Monday 21 January 2013

Confusing Sentences That Actually Make Sense

Let’s face it: Sometimes the English language can be downright bizarre. The plural of ox is oxen while the plural of box is boxes, ‘rough’ rhymes with ‘gruff’ even though the two words only have two letters in common, and there are actually more than nine hundred exceptions to the infamous “i before e except after c” rule.

If you’re still not convinced that the English language is full of oddities and conundrums, take a look at these five wacky sentences that are actually grammatically correct.

1All the faith he had had had had no effect on the outcome of his life.

Well, talk about lexical ambiguity. But as strange as this sentence might sound, it is actually grammatically correct. The sentence relies on a double use of the past perfect. The two instances of “had had” play different grammatical roles in the sentences—the first is a modifier while the second is the main verb of the sentence.

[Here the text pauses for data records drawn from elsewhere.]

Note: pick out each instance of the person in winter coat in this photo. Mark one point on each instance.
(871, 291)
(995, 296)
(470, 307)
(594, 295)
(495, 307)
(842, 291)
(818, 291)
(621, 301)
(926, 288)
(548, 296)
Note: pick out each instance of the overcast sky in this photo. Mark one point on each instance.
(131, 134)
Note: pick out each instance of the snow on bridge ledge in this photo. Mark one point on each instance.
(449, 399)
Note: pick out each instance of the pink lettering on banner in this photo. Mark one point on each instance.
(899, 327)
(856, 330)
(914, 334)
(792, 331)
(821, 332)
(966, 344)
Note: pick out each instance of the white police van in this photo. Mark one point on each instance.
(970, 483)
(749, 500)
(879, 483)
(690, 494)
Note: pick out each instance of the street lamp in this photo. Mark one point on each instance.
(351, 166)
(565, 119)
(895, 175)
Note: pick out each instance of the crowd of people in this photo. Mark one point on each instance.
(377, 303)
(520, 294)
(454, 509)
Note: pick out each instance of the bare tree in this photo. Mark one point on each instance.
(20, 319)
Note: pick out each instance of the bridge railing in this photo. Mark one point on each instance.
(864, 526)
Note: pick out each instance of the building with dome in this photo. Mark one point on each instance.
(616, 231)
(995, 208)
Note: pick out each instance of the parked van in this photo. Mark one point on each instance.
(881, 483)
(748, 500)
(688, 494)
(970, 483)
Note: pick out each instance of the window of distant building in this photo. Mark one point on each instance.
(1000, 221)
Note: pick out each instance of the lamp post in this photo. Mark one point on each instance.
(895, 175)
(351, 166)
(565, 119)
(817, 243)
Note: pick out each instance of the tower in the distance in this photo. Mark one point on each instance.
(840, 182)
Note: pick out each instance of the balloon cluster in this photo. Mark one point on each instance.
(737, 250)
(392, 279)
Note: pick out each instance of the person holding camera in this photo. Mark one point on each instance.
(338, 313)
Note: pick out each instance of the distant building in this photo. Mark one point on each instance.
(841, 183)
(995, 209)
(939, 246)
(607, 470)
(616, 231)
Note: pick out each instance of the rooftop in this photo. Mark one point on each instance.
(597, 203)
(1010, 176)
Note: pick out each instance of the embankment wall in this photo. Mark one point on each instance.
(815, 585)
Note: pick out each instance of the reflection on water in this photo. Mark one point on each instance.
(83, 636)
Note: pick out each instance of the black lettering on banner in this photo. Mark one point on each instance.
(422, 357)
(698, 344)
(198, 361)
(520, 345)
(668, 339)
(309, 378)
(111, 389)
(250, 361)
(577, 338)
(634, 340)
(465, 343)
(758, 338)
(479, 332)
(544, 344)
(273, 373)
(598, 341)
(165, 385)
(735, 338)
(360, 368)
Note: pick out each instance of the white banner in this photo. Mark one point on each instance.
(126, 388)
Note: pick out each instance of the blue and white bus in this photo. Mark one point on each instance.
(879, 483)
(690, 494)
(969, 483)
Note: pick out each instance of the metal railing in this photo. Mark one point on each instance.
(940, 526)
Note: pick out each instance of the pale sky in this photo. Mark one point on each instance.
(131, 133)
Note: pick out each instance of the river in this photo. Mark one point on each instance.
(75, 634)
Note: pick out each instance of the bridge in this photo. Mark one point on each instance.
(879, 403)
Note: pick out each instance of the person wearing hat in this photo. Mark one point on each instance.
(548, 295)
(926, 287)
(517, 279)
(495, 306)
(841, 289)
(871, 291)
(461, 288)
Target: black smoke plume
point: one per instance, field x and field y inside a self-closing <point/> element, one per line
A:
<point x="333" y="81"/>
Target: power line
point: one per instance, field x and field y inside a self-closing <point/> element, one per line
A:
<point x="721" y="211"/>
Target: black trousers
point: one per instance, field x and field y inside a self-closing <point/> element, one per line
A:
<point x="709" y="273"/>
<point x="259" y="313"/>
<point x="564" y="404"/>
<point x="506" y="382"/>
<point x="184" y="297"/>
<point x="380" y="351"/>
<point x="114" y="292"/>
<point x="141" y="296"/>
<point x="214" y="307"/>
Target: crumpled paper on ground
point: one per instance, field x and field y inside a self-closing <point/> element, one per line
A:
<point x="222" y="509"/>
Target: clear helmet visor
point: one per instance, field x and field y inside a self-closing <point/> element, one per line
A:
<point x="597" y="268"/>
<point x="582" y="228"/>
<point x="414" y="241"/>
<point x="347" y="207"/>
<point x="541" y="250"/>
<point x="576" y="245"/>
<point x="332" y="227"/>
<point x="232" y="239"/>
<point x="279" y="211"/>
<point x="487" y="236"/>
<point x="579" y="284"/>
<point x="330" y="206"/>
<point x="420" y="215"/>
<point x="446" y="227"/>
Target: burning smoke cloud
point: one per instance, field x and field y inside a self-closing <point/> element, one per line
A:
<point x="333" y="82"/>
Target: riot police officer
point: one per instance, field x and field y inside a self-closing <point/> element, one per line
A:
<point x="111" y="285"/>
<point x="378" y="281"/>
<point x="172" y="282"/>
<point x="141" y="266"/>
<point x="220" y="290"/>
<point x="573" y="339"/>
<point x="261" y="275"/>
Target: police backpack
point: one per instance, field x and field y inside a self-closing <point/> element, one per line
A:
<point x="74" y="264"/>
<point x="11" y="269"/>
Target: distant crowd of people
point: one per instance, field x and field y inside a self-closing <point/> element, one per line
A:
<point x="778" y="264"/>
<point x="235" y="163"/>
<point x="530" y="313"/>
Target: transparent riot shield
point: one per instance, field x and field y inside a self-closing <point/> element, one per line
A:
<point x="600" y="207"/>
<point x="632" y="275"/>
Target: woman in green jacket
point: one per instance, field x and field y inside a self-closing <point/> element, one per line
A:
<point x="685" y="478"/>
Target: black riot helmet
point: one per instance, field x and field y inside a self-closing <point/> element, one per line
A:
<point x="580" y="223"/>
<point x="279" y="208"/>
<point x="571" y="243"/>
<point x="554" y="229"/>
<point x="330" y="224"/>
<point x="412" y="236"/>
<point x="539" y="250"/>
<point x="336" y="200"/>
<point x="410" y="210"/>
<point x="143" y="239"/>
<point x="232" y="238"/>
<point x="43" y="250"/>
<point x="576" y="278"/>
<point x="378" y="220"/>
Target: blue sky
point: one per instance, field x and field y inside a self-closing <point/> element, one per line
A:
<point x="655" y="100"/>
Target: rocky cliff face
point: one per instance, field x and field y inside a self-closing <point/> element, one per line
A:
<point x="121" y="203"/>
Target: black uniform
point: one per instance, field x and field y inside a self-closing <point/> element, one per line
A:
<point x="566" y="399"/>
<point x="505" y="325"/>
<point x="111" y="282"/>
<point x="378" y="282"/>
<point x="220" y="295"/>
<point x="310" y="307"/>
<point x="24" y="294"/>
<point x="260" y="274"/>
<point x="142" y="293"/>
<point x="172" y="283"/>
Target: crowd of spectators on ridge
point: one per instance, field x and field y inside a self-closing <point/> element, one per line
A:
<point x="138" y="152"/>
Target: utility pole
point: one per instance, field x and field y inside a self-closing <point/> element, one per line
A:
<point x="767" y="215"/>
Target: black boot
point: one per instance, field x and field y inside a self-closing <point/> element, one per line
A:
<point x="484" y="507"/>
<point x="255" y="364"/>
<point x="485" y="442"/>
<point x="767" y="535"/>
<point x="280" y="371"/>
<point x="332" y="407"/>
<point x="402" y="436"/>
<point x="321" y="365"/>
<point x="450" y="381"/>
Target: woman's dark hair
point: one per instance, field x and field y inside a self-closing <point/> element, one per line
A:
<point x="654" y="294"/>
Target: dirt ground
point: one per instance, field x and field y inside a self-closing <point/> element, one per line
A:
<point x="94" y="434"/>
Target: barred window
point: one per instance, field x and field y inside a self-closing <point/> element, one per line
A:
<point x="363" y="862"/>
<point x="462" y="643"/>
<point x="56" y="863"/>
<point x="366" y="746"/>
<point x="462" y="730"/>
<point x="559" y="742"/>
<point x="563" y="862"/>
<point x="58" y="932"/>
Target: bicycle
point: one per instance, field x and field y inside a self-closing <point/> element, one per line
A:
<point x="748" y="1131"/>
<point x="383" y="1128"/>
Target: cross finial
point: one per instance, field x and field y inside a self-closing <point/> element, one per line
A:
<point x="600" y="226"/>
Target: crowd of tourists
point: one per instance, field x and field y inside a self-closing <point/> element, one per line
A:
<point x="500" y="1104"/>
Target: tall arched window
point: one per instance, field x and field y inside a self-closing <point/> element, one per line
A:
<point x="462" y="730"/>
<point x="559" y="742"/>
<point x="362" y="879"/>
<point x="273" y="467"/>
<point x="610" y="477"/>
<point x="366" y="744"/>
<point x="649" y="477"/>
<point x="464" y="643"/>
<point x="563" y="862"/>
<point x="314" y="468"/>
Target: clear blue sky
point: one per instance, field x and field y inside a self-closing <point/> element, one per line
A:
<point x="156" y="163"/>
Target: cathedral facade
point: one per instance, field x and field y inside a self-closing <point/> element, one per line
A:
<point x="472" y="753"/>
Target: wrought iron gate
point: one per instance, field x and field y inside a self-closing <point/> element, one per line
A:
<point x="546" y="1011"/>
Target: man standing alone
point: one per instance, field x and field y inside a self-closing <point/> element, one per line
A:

2One morning I shot an elephant in my pajamas. How he got into my pajamas I’ll never know.

This famous Groucho Marx joke takes advantage of the fact that the same sentence can often be interpreted in more than one way. The first sentence can be read in two distinct ways: A) The man shot an elephant while he was wearing his pajamas or B) The man shot an elephant that was wearing his pajamas. It’s unclear who is wearing the pajamas—the man or the elephant. Most people interpret the sentence the first way and are subsequently startled to read the second part of the joke.

3The complex houses married and single soldiers and their families.

This is what we call a garden path sentence. Though grammatically correct, the reader’s initial interpretation of the sentence may be nonsensical. In other words, the sentence has taken the reader down a dead-end.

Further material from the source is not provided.